Monday 2 February 2015

TRANSFORMATION, INVARIANCE AND CONSERVATION

To those concerned that this post might delve into esoteric areas of Physics let me say, I put in all those fancy words in the title just for effects. However let me also admit that I am not above a bit of posing, posturing and showboating when it comes to that. So some references to Physics and Mathematics will be presented so as to impress the reader. Today you can find anything by googling. You must, however, know what to look for though.
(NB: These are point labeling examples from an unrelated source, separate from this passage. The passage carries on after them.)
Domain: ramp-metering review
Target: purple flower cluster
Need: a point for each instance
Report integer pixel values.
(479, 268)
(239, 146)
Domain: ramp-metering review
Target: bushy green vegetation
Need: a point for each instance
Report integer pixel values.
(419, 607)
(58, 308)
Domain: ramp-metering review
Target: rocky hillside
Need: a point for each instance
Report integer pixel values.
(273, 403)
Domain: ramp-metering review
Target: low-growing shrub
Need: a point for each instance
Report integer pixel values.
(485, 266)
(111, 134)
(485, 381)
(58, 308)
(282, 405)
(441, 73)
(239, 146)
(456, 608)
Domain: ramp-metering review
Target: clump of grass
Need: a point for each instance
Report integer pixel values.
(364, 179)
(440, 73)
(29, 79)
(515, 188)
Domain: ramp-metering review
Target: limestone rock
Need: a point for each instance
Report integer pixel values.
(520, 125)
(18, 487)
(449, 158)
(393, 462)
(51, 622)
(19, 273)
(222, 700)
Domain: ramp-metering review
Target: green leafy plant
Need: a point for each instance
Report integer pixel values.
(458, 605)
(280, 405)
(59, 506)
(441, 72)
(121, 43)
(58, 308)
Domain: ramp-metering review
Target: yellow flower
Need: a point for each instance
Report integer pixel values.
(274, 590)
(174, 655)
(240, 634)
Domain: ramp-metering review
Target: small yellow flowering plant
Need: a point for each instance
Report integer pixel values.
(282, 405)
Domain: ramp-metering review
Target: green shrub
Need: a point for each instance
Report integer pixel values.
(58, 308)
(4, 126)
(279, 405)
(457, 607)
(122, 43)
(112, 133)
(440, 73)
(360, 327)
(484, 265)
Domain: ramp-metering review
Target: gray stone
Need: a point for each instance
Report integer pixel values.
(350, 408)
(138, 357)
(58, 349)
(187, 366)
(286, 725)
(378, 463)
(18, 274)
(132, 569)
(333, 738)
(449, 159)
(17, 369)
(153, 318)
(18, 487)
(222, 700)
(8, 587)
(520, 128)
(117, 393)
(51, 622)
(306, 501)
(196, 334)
We were taught in school that there is a Law of Conservation of Energy. Who has not memorized the words, "energy can be transformed from one form to another, but cannot be destroyed" without even understanding what it really meant or how it really worked. We were told that chemical energy from coal can be transformed into heat energy of steam which then can be transformed into kinetic energy by driving a great big engine. We accepted all that without questioning, despite also learning that these transformations were not 100% efficient and that there were always losses. Ah, those were the good days when you could accept something uncritically on the say so of teachers and elders. The problem is, today we are the elders and I am not sure what to say..
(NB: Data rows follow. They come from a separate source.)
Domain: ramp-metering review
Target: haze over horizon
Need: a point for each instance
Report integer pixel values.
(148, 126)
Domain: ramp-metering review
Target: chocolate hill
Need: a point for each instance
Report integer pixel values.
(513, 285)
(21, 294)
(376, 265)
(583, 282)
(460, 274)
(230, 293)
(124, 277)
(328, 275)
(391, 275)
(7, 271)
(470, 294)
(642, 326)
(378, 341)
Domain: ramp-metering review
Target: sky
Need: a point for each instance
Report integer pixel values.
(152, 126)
We were also told that the Law of Conservation of Momentum made billiard balls fall into different pockets or that in a line of suspended steel balls it made only the balls at the end move, or, in a macabre twist, prevented motor cars from stopping before travelling a certain distance when brakes were applied. The most mysterious of all was how Physicists divined the existence of unseen and unseeable particles and their properties based just on this Law.
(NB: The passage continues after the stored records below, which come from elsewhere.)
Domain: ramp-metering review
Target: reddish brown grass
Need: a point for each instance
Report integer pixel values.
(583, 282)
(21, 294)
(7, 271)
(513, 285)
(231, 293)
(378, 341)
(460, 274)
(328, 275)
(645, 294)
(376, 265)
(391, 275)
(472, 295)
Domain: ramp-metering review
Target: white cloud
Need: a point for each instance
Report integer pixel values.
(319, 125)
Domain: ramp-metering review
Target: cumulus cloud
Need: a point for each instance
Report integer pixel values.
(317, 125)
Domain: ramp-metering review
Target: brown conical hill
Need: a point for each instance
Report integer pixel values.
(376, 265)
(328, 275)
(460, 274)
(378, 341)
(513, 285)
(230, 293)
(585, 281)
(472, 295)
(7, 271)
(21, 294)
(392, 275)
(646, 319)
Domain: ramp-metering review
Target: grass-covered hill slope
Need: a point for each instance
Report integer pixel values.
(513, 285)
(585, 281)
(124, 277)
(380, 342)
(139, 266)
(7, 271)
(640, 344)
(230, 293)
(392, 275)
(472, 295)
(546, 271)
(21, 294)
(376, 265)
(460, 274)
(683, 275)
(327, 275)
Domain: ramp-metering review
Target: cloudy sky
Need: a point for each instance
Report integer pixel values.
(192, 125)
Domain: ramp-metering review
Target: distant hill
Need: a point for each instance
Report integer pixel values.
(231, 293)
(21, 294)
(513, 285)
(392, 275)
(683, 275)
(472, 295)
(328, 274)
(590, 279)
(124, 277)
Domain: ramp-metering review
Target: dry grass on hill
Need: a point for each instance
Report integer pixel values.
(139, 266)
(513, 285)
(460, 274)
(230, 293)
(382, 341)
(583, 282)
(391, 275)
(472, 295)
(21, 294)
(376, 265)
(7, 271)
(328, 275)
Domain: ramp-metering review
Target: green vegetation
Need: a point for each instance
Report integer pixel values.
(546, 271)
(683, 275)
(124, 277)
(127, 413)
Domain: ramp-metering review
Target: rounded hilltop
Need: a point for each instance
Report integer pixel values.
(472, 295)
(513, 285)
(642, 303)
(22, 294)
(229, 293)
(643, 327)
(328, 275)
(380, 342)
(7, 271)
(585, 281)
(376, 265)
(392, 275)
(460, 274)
We were told that there existed a whole menagerie of particles with all sorts of exotic names and possessed of weird properties. These were thought to exist based almost entirely on the conservation of something or the  other. In the 1960s mankind's understanding of the universe was held together by gossamer threads linking weird particles, fields, forces, and suchlike, most of which one could not hear, see, feel or touch, only talk about. But we accepted their existence nevertheless, and the universe they represented.

At the centre of our knowledge was conservation of something or the other, which came about because of the "invariance" of some properties under certain "transformations". A very smart young lady, a rare female mathematician in a field overrun with men, came up with an original thought in the second decade of the twentieth century.  Emmy Noether's work stated that if any system remained invariant under certain transformations, some property of it was conserved. The words are mine and admittedly imprecise.

For example if a system remained invariant under linear transformation in space or time, its linear momentum is conserved. If a system remained invariant  under rotation then its angular momentum is conserved. And so on and so forth. Using mathematics Noether proved that Laws of Conservation were the result of invariance under transformation. The important thing to remember is that Conservation of something resulted from invariance under transformation.

Nearly a hundred years after Emmy Noether propounded her eponymous theorem, and many many particles, properties and universes later we have another type of  Law of Conservation. This one is propounded and maintained by  another female, albeit one of considerably inferior academic achievements, so inferior that you don't speak of this person and academic achievements in the same breath. Whereas Emmy was born to a mathematician father her modern-day equivalent was born to a bricklayer of shady credentials. Emmy was invited to University of Gottingen by luminaries such as  David Hilbert and Felix Klein. Her modern day equivalent paid her way through a language school in Cambridge. The contrast couldn't be starker.

Both Emmy and her modern-day equivalent posited their own theories of  conservation. For Emmy Conservation resulted from Invariance under Transformation.

For Sonia, conservation of family power is central to any transformation. Only transformations that ensure invariance of family power and which conserve family dynasty are allowed.